Engineers at the University of Maryland have 3D printed a soft robotic hand that is agile enough to play Nintendo’s Super Mario Bros and complete the first level of classic computer game in less than 90 seconds. The team was able to 3D print fully assembled soft robots with “integrated fluidic circuits” in a single step.
The three-fingered soft robotic hand can independently move each of its fingers in response to changes in air pressure. A separate compressor pumps air into the hand via just a single rubber hose, which has three non-electric devices known as “fluidic transistors” at its finger end. The integrated fluidic circuit allowed the hand to operate in response to the strength of single control pressure.
In a demonstration of their creation, the team designed an integrated fluidic circuit that allowed the hand to operate in response to the strength of single control pressure. Applying a low pressure caused only the first finger to press the Nintendo controller to make Mario walk, while a high pressure led to Mario jumping. Guided by a set program that autonomously switched between off, low, medium, and high pressures, the robotic hand was able to press the buttons on the controller to successfully complete the first level of Super Mario Bros. in less than 90 seconds.
Another important benefit of the team’s strategy is that it’s “open source,” with the paper open access for anyone to read as well as a link in the supplementary materials to a GitHub with all of the electronic design files from their work.

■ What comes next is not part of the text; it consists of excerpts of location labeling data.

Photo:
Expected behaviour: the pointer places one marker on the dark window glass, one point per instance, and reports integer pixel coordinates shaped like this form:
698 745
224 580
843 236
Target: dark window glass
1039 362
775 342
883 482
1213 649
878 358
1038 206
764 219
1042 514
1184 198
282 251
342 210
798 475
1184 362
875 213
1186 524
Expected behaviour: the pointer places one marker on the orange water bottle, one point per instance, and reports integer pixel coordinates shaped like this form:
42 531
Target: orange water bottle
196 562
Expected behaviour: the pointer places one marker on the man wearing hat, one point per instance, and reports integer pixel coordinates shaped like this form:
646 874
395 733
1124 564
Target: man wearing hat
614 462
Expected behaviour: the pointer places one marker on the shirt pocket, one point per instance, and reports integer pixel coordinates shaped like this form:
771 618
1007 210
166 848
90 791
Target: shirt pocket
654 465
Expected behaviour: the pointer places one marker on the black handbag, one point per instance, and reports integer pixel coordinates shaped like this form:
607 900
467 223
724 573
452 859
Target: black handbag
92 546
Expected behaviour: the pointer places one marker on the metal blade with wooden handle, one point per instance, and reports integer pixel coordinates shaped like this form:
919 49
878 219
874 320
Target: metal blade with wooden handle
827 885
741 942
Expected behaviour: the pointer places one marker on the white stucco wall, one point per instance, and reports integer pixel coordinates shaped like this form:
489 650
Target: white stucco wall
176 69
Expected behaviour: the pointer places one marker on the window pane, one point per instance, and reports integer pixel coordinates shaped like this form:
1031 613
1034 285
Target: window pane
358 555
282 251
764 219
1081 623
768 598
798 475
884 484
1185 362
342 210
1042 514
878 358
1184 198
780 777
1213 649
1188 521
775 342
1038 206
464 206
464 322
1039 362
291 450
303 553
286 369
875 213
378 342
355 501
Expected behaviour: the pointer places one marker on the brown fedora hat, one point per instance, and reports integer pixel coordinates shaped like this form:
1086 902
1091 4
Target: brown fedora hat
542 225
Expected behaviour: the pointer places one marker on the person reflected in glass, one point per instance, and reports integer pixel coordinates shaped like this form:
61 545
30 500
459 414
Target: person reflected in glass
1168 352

“We are freely sharing all of our design files so that anyone can readily download, modify on-demand, and 3D print – whether with their own printer or through a printing service like us – all of the soft robots and fluidic circuit elements from our work,” said Sochol. “It is our hope that this open-source 3D printing strategy will broaden accessibility, dissemination, reproducibility, and adoption of soft robots with integrated fluidic circuits and, in turn, accelerate advancement in the field.”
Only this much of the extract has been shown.